Istanbul snowstorm grounds planes, shuts Bosphorus to tankers
Turkish Airlines, Europe’s fourth-largest carrier, said it was forced to cancel more than 300 flights
A snowstorm in Istanbul grounded planes, halted traffic and forced the closure of the Bosphorus Strait shipping channel on Wednesday, Turkish officials said.
Turkish Airlines, Europe’s fourth-largest carrier, said it was forced to cancel more than 300 flights scheduled for Wednesday and Thursday.
Ataturk Airport, Istanbul’s main airport and the fourth-busiest in Europe, closed briefly in the morning because of the adverse weather, but reopened by early afternoon.

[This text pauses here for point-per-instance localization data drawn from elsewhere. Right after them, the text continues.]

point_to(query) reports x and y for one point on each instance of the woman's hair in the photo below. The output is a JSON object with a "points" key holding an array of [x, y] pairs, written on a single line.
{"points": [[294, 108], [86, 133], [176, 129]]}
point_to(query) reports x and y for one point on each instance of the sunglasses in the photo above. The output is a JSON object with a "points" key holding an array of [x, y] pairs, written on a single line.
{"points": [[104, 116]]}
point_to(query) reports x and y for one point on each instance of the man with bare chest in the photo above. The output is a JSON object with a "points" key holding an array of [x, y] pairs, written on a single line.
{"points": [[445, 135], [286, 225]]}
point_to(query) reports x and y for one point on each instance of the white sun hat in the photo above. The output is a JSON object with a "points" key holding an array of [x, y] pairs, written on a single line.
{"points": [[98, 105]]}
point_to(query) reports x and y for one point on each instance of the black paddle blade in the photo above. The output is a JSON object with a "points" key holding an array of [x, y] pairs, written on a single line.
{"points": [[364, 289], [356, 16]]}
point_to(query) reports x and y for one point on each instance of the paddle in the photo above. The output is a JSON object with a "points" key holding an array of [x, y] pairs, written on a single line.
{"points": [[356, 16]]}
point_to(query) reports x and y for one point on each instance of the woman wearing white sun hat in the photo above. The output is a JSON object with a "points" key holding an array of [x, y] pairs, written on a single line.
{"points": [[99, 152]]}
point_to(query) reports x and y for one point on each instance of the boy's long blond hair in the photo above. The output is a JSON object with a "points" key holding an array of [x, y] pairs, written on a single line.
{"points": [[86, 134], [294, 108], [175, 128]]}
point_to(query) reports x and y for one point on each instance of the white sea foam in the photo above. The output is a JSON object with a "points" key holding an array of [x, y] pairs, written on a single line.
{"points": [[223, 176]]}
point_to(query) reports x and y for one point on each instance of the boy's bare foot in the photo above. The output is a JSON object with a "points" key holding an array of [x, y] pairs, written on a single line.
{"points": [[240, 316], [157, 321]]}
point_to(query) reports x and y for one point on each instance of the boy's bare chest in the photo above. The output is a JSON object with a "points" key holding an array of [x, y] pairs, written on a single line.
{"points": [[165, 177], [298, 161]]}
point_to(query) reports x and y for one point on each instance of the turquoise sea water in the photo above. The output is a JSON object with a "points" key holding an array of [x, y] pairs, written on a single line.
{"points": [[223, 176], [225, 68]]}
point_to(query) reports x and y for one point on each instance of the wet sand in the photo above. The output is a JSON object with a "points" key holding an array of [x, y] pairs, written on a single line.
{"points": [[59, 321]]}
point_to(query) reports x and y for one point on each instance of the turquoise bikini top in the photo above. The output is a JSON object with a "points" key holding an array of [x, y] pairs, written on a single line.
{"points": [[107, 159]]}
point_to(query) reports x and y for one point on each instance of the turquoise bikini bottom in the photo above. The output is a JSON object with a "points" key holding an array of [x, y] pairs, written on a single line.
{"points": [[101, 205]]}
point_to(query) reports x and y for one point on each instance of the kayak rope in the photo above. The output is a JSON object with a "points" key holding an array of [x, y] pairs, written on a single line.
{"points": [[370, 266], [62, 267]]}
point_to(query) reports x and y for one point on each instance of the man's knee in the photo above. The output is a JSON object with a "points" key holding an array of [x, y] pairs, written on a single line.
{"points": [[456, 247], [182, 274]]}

Some commuters in the city of 15 million had to walk to work after as much as 60 cm (24 inches) of snow fell in two days in parts of Istanbul.

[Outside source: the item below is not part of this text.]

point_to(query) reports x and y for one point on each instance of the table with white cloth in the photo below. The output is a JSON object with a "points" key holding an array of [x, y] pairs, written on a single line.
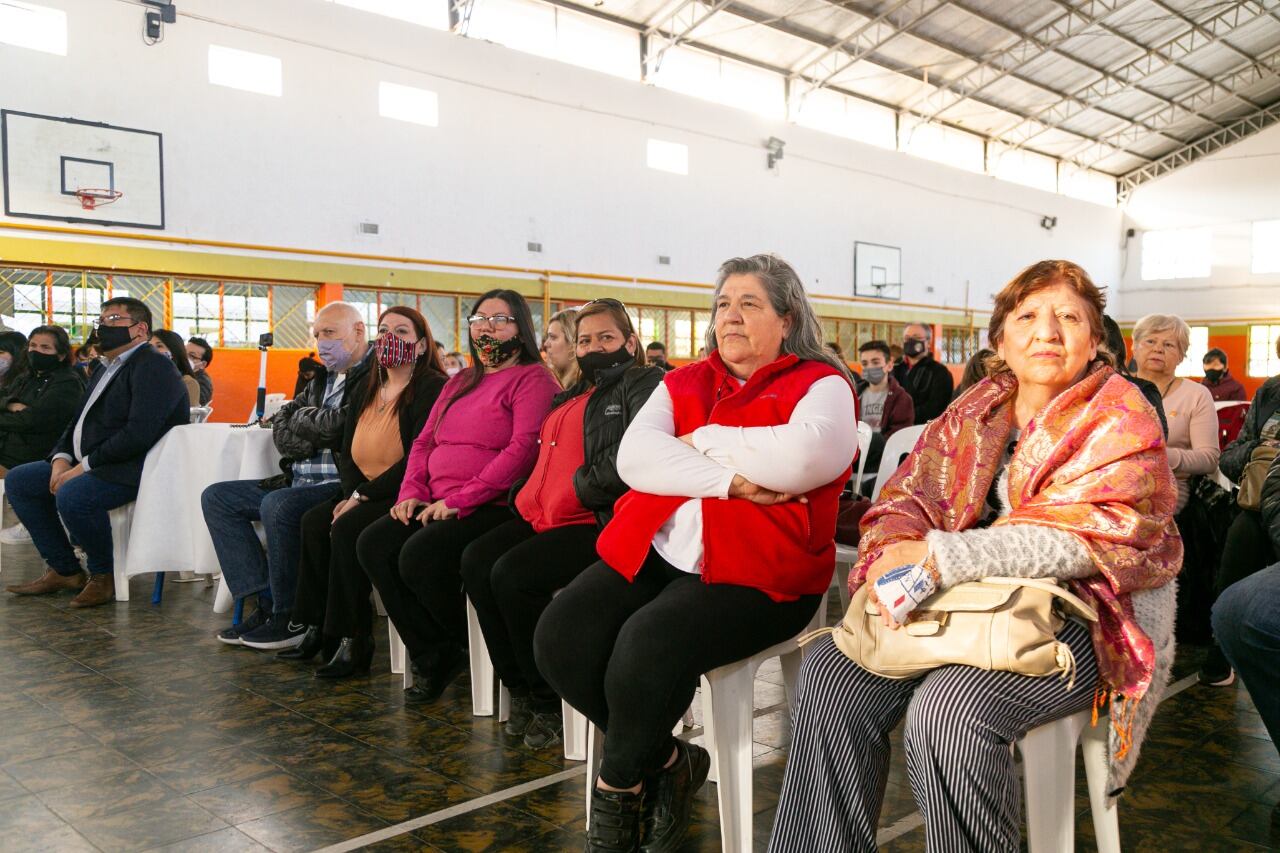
{"points": [[169, 532]]}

The storm also stranded members of the Besiktas football team for hours. The Istanbul side is scheduled to play Liverpool in England on Thursday.

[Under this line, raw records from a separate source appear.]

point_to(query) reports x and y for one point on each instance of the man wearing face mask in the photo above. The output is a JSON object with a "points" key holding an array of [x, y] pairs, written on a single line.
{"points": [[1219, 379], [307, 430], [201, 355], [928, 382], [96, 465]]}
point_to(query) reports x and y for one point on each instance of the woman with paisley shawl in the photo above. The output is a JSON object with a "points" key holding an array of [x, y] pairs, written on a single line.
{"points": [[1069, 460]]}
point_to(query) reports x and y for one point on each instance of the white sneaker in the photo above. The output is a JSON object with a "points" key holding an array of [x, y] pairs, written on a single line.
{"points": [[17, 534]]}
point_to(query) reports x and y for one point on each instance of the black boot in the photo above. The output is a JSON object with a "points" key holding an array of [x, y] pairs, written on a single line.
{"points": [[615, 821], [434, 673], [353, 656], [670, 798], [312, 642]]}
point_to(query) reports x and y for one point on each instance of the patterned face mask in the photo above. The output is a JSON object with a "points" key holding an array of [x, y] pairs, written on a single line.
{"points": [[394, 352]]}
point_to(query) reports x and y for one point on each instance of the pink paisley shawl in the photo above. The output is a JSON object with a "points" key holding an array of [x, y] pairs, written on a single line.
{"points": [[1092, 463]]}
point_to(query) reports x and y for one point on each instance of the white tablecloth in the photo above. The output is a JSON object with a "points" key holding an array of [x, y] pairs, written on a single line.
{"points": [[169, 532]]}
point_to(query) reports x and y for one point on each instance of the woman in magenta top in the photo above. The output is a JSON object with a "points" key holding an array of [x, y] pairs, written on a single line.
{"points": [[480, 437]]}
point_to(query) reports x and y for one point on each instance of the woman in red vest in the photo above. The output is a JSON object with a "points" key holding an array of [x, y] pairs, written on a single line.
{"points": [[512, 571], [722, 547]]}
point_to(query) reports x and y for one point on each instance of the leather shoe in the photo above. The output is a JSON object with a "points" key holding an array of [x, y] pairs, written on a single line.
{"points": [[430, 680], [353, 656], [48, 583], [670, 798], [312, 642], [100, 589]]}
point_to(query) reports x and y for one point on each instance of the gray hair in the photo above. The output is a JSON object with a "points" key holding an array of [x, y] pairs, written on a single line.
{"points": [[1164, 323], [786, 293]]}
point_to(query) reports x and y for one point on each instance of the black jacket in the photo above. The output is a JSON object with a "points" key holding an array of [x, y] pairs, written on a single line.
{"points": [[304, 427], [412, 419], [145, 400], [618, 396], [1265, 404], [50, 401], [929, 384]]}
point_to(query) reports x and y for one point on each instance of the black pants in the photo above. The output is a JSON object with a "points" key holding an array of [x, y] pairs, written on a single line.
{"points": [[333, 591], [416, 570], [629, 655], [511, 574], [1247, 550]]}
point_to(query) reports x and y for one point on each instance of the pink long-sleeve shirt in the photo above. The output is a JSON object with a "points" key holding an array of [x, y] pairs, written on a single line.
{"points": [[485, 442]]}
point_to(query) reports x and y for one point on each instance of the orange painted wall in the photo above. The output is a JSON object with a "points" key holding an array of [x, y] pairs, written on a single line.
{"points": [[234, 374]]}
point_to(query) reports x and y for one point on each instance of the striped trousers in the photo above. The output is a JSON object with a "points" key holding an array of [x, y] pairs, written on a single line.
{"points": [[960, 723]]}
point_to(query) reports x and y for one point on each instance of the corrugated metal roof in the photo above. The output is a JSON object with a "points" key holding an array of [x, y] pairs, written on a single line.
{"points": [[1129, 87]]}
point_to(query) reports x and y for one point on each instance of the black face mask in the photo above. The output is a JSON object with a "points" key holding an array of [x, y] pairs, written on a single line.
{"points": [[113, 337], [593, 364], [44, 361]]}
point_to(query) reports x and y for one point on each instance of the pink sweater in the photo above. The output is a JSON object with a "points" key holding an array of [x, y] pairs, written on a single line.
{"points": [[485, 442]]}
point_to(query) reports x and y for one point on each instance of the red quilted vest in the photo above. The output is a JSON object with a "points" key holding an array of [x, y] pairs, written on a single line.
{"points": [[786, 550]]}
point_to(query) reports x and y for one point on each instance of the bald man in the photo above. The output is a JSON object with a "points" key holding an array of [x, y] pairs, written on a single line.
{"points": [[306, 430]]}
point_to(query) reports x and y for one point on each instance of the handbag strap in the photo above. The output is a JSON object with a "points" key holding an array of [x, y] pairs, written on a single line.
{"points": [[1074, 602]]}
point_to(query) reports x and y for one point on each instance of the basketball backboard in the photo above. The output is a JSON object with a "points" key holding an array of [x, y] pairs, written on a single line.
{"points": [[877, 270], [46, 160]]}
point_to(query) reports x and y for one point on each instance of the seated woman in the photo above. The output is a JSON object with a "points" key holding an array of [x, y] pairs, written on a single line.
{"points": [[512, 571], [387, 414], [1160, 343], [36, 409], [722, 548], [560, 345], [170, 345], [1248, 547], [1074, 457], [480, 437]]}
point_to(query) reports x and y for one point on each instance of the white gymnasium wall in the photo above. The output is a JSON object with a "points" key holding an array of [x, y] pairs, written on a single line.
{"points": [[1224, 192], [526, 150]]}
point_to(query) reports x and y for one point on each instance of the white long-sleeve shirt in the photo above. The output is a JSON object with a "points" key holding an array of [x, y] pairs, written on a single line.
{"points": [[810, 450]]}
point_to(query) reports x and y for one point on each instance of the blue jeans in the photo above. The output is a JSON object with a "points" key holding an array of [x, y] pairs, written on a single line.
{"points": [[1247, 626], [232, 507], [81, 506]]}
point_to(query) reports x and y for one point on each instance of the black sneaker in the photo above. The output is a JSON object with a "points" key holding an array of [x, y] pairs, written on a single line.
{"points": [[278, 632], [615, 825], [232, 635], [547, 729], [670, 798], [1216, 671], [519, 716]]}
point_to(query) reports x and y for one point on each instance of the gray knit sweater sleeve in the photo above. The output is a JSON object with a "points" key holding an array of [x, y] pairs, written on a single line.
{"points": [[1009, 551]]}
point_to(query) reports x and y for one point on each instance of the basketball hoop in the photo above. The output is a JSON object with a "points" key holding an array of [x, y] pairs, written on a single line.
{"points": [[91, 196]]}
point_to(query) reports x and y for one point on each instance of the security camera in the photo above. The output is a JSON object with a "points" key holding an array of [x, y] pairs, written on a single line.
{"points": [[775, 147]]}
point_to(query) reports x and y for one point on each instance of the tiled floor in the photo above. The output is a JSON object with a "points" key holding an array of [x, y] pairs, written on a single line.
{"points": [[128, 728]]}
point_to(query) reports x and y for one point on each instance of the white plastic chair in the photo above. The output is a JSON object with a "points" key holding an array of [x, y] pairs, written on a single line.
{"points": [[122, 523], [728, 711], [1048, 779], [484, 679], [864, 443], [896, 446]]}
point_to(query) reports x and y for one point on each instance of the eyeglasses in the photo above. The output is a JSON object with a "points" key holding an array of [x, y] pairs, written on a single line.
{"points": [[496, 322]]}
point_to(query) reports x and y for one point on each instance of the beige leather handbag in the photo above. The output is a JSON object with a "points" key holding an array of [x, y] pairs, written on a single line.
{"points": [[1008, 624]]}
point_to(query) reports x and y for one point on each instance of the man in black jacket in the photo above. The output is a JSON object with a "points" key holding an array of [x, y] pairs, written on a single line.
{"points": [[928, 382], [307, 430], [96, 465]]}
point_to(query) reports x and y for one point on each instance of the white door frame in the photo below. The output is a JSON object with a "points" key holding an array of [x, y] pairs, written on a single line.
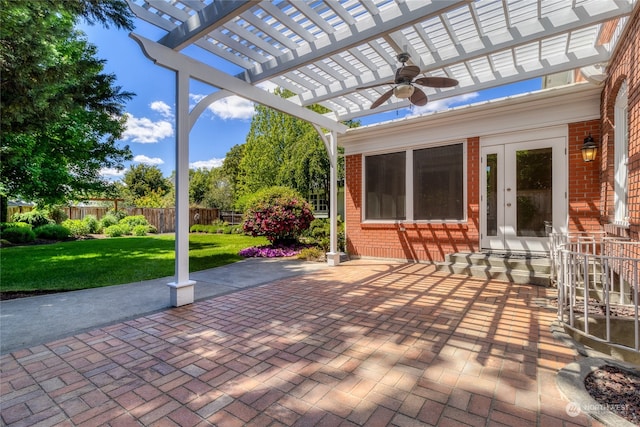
{"points": [[506, 145]]}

The club said on its website the players had finally departed from Sabiha Gokcen Airport on the Asian side of the city instead of the planned morning flight from Ataturk.
Discount carrier Pegasus also called off some flights at its hub at Sabiha Gokcen.
The Bosphorus, which divides Istanbul into Asian and European districts, was shut in both directions at 8:10 a.m.
At least 13 tankers were waiting to enter the strait at both ends and were now scheduled to make the voyage on Thursday, shipping agent GAC said. The Dardanelles at the opposite end of the Sea of Marmara remained opened, it said.
Maritime authorities regularly shut the Bosphorus, the only navigable waterway for Russian commodities, due to reduced visibility in winter months, which raises cargo costs. Some 10,000 tankers carry 150 million tons of petroleum products through the narrow, winding strait each year.
Icy roads had led to more than 800 traffic accidents since late on Tuesday, the mayor's office said.